La  famigerata agenzia delle entrate italiana, nota per le performance illegali (vedi fiscovelox) insiste nel considerare la Svizzera uno Stato canaglia. L’impostazione emerge chiaramente dalle dichiarazioni rilasciate dal direttore centrale dell’accertamento dell’Agenzia delle entrate a margine di una conferenza stampa.

Secondo il citato alto funzionario, non c’è motivo per levare la Svizzera dalla black list italiana dei paesi che non collaborano sotto il profilo fiscale. Questo malgrado il segreto bancario sia stato progressivamente smantellato.

Bene, speriamo che questa ed altre affermazioni analoghe aprano finalmente gli occhi anche alla Confederazione ed al Consiglio federale, che ancora culla illusioni su una vicina normalizzazione dei rapporti con l’Italia. Non solo, ma riteneva pure ingiustificata l’iniziativa cantonale ticinese, approvata invece dal Consiglio nazionale durante la scorsa sessione, che chiedeva una drastica riduzione della quota dei ristorni delle imposte alla fonte dei frontalieri.

 Tale normalizzazione dei rapporti è invece ancora al di là da venire, ciò che implica in primo luogo che il blocco dei ristorni delle imposte alla fonte dei frontalieri deve venire mantenuto anche per quel che riguarda gli importi del 2011, e nella misura del 100%.

Ancora una volta, Oltreconfine ci si dimentica che il solo Canton Ticino dà lavoro a 54mila frontalieri italiani;  circostanza, questa, che imporrebbe un trattamento ben diverso. A ciò si aggiungono svariate migliaia di padroncini. Un simile numero di addetti non solo è tutt’altro che necessario all’economia ticinese, ma costituisce, al contrario, un pregiudizio per il nostro mercato del lavoro. Pregiudizio ampiamente dimostrato dall’aumento dei casi di assistenza: solo a Lugano si è raggiunta a fine 2011 la quota mille, mentre nel 2010 c’erano 200 casi in meno.

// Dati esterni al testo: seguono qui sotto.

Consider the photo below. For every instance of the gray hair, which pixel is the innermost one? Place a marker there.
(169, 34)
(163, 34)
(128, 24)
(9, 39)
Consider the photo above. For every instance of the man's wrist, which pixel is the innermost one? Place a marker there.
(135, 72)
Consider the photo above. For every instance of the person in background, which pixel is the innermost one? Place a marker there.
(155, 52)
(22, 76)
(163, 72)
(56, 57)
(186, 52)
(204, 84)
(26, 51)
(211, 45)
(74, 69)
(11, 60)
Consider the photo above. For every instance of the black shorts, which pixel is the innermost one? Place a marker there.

Dato che la vicina Penisola insiste nell’inserire la Svizzera in black list arbitrarie, allora non si vede per quale motivo, in nome della tanto decantata reciprocità che dovrebbe informare i rapporti bilaterali, la Svizzera non dovrebbe a sua volta inserire l’Italia in una lista nera, parimenti arbitraria. Una lista che preveda, ad esempio, importanti limitazioni unilaterali della libera circolazione delle persone con il Belpaese. Magari stabilendo che, da subito, non viene più rilasciato alcun permesso per frontalieri a cittadini italiani per quel che riguarda il settore terziario.

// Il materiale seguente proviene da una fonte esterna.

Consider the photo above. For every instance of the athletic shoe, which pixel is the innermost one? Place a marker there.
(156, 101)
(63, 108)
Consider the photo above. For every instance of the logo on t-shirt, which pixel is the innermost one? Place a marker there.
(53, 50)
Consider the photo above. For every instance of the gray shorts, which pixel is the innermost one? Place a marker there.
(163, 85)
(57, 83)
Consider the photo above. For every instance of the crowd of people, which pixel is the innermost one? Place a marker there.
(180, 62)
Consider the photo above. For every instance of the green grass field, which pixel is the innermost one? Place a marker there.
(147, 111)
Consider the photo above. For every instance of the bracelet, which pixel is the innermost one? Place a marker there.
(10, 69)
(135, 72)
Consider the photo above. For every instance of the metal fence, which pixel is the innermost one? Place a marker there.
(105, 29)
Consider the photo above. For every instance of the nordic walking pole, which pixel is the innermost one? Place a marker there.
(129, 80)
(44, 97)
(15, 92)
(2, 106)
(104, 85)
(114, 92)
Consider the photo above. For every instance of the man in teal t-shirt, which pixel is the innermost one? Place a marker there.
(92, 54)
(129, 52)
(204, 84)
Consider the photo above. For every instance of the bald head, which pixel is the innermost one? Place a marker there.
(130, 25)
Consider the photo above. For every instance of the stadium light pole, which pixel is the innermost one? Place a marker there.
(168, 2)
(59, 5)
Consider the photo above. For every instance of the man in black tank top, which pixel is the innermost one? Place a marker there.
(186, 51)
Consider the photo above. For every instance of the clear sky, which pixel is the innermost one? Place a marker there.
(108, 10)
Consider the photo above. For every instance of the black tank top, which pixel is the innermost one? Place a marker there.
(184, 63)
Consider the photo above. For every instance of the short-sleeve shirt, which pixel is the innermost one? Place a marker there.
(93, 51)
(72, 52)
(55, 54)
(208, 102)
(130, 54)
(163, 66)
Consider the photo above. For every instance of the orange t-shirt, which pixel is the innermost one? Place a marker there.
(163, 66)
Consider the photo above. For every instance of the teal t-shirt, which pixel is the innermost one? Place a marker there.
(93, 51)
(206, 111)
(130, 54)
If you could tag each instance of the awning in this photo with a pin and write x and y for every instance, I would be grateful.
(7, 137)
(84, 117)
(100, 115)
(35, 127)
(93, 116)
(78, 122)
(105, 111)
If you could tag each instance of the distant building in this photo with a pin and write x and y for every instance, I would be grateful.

Ma si potrebbe anche pensare di mettere in difficoltà i negozi italiani della fascia di confine (in particolare i grandi magazzini) che apertamente puntano alla clientela ticinese, tramite l’introduzione di franchigie molto basse per la spesa transfrontaliera.
Trattare con i guanti chi, dal canto suo, non perde occasione per prenderci a pesci in faccia, è chiaramente contrario al principio della reciprocità. Un principio che deve valere anche nel campo delle ritorsioni.